How investigators can find clues
Meanwhile, the US government has ramped up efforts to hunt down and prosecute ransomware gangs themselves, with the Department of Justice last month launching its own dedicated ransomware unit. Among its goals, according to a memo by acting deputy attorney-general John Carlin, seen by the Financial Times, is taking action to “disrupt and dismantle the criminal ecosystem”.
This might typically involve wiping out the servers and other hosting services that facilitate the cyber cartels’ enterprise, according to Tom Kellermann, head of cyber security strategy for VMware and cyber investigations advisory board member for the US Secret Service.
Kellermann suggested that there could be a role for internet service providers to play in wiping out the dark web forums associated with particular gangs. “Why don’t they sinkhole it, just knock it off the internet completely?”
Often it is sloppiness on the part of the criminal affiliates that will leave clues for investigators that will enable such action to be taken, according to Allan Liska of Recorded Future’s computer security incident response team, because they “aren’t as good as covering their tracks” as the ultimate ransomware operators.
Already, there are indications that targeting hackers’ infrastructure helped prevent an even more catastrophic disaster in the case of the Colonial shutdown. On Saturday, a group of tech and cyber companies, as well as US agencies such as the FBI, thwarted the attackers by shutting down US-based servers that the hackers were using to store data before then sending it on to Russia, according to two people familiar with the situation. The disruption was first reported by Bloomberg.
There has been little attempt to prosecute the gangs, many of which operate with impunity from Russia, which is unlikely to extradite them. Last month, the US Treasury even accused one of Russia’s intelligence services, the FSB, of “cultivating and co-opting” the ransomware group Evil Corp.

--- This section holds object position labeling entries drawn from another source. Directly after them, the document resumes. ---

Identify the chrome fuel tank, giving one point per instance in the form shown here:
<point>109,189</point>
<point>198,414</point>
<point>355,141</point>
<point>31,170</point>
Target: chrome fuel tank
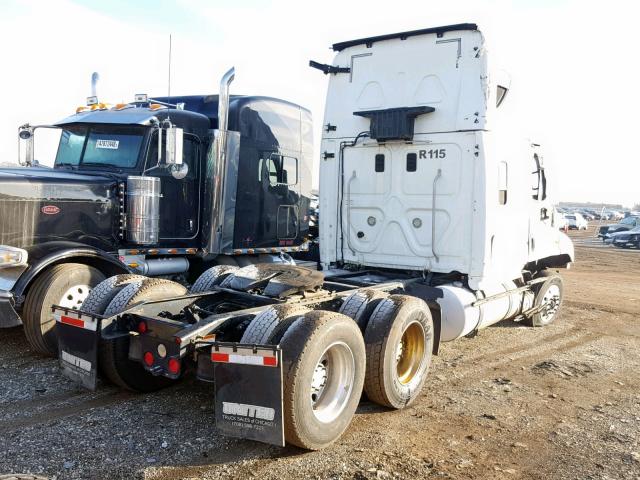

In return, the criminals typically avoid targeting organisations in Russia, and can be called upon to share their access to a victim’s systems. “I joke that the safest way to protect yourself from ransomware is to convert all your keyboards to using the Russian Cyrillic layout,” said Liska.
Use of sanctions
Dmitri Alperovitch, co-founder of security group CrowdStrike who now runs the Silverado Policy Accelerator think-tank, said on Twitter: “We don’t have a ransomware problem. We have a Russia problem. That’s it.”
The public-private ransomware task force recommended greater international co-ordination and “exerting pressure” on nations that refuse to collaborate — for example, through sanctions or by withholding aid or visas.
So far, the US has opted to slap sanctions on certain groups, such as Evil Corp, as a deterrent to would-be ransom payers. In October, the US Treasury issued a warning to any group that might help facilitate a ransom payment — cyber security, negotiator and insurance companies — not to violate sanctions, and gave a similar warning to financial bodies such as crypto exchanges.
Not everyone has heeded those warnings. According to data from Chainalysis, which analyses blockchain transactions, about 15 per cent of ransom payments it tracked in 2020 — or close to $60m in total — may have violated sanctions, as they appeared to be sent to blacklisted groups or those affiliated with such groups.
With few options for prosecution, one expert familiar with the government’s approach said he expected authorities would wait to go aggressively after the perpetrators of the Colonial hack. “It’s 10 or 15 young guys or girls who party a lot and want loads of money. You don’t go after them in Russia, you go after them when they go on vacation in Greece.”